Regulators in the US, Europe and Asia who've sought to crack down on bitcoin – many of these regulators are also proponents of a "cashless society" – have been dealt a stunning setback by an unlikely defender of the pioneering digital currency: The US Department of Homeland Security.
To wit, one anonymous DHS source told CNBC that bitcoin has become "a lot more legitimate" than many believe.
"We're getting a lot better through law enforcement tracking those [criminals] and holding the exchanges more accountable," the Homeland Security official said. "I think [bitcoin]'s a lot more legitimate than people give it credit for."
Another source told CNBC that criminals have backed away from using the digital currency as bitcoin transactions have become much easier for authorities to trace. Earlier this month, the IRS announced that it had developed, with the help of bitcoin security firm Chainalysis, a tool to unmask the owners of bitcoin wallets.
"Although hard numbers on criminal activity in digital currencies are difficult to pin down, Shone Anstey, co-founder and president of Blockchain Intelligence Group, estimates that illegal transactions in bitcoin have fallen from about half of total volume to about 20 percent last year.
"Now it's significantly less than that," he told CNBC earlier this month, noting that overall transaction volume has grown globally."
Bitcoin is vulnerable to law enforcement because each user must display a public ID, a complex cryptographic combination of numbers and letters, in order to tansact in bitcoin. By tracing the movement of coins between accounts, CNBC explains, intelligence and security agencies can follow the money and arrest the criminals when they try to withdraw their ill-gotten games in US dollars, or another fiat currency.
Last month, US authorities partnering with Interpol and local law enforcement shut down AlphaBay and Hansa, two of the largest dark-web marketplaces for drugs and illegal goods. Before that, they took down BTC-E, a shadowy digital-currency exchange, arrested its Russian-born founder and seized the company's website.
Another cybersecurity expert who spoke with CNBC noted that, when a user tries to convert bitcoin into cash, the digital-currency's veneer of anonymity disappears.

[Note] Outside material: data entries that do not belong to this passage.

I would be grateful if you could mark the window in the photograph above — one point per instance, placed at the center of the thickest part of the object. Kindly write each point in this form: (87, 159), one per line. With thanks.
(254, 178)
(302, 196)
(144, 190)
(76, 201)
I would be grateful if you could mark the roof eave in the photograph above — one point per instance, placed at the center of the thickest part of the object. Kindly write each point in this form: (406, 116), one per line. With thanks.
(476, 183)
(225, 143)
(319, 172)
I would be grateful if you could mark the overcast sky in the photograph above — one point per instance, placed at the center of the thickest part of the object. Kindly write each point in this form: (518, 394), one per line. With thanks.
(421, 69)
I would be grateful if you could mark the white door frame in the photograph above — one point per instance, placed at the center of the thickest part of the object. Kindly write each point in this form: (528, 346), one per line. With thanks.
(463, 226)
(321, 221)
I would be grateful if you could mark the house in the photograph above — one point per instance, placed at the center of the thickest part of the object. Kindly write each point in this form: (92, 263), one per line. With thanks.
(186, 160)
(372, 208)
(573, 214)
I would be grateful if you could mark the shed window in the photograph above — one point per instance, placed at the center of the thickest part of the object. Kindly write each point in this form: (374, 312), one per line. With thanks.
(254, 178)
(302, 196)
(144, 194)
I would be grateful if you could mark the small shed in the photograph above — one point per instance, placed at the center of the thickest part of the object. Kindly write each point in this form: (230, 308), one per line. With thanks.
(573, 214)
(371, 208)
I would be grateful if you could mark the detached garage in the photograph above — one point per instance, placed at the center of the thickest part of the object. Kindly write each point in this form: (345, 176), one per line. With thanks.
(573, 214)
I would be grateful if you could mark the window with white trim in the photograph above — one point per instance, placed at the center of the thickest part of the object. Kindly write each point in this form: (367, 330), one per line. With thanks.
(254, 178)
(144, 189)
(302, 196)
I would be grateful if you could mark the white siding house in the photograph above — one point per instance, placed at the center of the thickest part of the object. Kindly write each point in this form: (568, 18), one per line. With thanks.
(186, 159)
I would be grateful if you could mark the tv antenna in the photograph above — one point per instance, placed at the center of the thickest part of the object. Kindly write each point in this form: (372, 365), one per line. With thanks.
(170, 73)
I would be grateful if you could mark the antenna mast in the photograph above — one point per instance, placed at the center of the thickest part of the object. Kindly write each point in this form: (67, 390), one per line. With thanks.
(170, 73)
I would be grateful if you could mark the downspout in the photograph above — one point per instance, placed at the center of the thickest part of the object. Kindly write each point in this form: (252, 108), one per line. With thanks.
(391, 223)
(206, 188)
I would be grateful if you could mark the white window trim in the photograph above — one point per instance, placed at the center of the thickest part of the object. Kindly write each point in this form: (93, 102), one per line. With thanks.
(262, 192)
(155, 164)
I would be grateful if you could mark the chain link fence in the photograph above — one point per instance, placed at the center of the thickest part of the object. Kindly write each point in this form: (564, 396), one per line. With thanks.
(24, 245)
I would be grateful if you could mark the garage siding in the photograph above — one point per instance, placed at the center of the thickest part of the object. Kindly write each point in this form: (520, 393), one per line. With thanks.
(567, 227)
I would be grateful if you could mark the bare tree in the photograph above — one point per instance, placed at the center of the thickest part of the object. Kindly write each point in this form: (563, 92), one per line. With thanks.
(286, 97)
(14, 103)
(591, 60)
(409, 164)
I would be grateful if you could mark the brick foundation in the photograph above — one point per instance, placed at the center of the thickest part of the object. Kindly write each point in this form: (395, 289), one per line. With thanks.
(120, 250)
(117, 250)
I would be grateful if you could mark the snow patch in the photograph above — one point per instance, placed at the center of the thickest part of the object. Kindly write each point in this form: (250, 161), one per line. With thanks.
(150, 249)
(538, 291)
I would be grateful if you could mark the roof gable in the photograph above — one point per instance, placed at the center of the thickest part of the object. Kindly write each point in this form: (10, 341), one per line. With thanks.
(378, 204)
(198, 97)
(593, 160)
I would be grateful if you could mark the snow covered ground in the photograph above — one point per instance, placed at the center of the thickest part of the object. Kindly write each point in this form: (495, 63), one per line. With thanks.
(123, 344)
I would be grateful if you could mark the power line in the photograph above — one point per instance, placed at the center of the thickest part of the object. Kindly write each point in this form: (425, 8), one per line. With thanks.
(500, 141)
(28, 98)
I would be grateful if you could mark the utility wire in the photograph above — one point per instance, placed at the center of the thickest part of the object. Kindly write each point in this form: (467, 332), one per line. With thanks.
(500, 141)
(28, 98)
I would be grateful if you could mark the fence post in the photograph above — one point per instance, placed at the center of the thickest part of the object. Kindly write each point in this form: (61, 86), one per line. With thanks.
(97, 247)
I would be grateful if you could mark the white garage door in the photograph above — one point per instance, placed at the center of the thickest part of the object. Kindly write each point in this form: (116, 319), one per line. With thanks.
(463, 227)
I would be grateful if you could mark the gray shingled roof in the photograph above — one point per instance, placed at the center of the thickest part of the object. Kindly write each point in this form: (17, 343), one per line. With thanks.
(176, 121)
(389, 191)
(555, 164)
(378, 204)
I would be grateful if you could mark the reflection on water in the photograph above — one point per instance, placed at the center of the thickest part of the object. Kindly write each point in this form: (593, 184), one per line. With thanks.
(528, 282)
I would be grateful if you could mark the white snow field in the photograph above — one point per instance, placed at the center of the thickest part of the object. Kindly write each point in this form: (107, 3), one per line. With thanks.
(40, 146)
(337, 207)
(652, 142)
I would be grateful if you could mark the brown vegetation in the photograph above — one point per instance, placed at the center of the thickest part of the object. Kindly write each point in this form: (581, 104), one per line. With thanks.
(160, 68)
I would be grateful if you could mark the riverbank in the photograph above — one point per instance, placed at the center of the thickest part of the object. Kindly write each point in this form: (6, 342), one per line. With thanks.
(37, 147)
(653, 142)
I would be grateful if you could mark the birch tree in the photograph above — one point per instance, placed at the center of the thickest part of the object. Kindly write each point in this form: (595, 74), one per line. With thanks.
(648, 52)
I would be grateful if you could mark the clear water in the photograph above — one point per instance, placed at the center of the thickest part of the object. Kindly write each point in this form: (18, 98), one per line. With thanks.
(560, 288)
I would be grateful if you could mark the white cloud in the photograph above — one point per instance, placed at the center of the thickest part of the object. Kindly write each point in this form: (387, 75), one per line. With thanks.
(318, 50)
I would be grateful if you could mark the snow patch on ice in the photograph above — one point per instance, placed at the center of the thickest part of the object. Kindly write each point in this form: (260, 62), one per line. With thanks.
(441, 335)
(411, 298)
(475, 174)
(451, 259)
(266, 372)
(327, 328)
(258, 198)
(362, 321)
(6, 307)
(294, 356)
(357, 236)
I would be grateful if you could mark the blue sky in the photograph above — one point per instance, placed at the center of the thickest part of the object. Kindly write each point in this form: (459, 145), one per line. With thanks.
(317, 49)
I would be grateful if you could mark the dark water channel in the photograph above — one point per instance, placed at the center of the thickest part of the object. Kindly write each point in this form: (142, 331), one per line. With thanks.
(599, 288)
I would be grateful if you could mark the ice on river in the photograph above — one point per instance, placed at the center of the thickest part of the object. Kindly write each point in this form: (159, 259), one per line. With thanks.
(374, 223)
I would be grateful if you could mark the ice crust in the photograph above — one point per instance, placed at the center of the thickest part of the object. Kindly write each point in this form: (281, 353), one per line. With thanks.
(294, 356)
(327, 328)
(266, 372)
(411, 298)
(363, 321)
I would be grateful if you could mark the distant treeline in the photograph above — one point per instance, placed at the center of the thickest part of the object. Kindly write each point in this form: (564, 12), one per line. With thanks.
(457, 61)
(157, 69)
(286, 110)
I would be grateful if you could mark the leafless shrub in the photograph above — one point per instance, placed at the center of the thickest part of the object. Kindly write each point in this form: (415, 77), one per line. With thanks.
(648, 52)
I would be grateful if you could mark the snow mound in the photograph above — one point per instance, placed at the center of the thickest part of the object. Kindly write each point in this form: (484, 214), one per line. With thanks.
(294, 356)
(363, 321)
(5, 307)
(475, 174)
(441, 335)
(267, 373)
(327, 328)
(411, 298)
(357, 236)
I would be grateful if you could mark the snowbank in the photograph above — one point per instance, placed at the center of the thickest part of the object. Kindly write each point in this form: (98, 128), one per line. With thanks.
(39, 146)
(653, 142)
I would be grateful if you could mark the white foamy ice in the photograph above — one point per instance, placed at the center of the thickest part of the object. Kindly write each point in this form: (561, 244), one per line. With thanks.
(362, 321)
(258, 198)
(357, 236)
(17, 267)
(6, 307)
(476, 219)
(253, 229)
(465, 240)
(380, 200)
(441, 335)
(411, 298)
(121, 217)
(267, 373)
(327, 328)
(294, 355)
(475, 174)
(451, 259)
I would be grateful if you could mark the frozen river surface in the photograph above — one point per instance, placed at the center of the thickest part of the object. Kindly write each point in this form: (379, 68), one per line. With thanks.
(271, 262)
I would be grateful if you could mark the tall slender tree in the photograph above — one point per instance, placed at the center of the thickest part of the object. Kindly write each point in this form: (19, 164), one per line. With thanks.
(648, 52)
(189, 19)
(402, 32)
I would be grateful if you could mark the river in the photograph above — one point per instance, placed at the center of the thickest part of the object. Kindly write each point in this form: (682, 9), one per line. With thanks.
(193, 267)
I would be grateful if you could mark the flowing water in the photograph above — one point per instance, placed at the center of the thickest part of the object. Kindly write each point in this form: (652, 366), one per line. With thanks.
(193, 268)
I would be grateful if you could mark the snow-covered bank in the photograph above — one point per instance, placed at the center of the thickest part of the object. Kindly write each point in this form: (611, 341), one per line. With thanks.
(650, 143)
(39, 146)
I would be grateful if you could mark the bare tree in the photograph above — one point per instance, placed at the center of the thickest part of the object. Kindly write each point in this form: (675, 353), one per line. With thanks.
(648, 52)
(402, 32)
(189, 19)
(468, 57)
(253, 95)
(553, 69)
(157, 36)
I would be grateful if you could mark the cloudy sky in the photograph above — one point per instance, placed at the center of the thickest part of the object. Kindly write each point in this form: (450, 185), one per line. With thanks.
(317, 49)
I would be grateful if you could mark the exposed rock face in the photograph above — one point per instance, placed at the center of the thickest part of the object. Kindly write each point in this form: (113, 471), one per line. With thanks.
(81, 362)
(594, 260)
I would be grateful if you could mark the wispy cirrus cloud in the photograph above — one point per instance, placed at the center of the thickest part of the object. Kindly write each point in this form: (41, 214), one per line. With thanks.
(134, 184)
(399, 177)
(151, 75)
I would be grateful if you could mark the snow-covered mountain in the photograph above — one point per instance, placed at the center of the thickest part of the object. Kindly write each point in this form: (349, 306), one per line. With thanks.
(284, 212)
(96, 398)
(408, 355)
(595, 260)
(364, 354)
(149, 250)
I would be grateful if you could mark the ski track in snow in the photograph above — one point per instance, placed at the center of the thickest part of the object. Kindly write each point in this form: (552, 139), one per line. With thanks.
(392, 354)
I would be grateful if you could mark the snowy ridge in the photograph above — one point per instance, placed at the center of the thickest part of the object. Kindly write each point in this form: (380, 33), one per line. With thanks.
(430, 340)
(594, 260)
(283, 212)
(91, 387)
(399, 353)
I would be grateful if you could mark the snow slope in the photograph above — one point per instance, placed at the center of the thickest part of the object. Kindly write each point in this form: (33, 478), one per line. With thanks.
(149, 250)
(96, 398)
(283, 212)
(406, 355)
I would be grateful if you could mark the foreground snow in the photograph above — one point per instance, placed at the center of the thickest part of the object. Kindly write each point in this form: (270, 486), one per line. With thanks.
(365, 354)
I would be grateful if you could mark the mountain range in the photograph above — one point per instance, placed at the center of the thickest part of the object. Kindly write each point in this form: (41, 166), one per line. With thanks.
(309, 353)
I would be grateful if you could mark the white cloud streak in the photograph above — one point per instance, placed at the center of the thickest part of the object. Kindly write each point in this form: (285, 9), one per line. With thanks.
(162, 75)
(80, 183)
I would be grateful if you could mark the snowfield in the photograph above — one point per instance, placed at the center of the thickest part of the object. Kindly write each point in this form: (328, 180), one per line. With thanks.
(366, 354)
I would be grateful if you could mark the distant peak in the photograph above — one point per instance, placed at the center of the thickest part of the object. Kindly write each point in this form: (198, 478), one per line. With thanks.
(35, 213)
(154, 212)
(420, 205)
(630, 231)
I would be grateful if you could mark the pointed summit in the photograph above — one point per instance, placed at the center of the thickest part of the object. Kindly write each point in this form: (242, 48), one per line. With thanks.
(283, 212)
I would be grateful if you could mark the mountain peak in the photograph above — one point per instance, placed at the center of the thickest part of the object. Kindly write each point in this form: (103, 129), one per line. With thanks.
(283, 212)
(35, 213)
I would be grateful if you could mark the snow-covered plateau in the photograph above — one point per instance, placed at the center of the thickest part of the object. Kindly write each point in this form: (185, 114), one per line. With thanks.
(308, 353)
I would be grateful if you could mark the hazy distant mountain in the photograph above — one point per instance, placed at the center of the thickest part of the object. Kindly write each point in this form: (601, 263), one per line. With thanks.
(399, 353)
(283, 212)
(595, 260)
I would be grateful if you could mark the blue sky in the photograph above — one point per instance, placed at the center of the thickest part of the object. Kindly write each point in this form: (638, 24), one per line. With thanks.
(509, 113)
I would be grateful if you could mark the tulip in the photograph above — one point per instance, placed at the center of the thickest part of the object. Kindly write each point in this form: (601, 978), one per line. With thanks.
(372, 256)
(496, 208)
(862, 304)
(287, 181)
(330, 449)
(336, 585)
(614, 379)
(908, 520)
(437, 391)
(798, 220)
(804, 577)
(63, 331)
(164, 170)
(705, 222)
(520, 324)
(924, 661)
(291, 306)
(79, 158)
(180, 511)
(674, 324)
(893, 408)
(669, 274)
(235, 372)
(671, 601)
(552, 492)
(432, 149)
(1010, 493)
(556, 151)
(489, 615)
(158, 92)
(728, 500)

"Bitcoin basically introduced a situation where we could bypass the money mules," said Rickey Gevers, cybercrime specialist at RedSocks Security, which detects and fights against malware.
But, Gevers said, "in the beginning [bitcoin] looks very anonymous, and in the end it doesn't look very anonymous."
Paul Triolo, a consultant at Eurasia Group, said bitcoin has "changed quite a bit" since it was first launched in early 2009. It's now primarily used by legitimate investors, not dark-web criminals.
"The whole use issue of digital currencies has become a big industry. Bitcoin isn't this weird, odd currency that's being used on the dark web," said Paul Triolo, practice head of geotechnology at consulting firm Eurasia Group.
"Since the early days of bitcoin on some [levels], the world has changed quite a bit."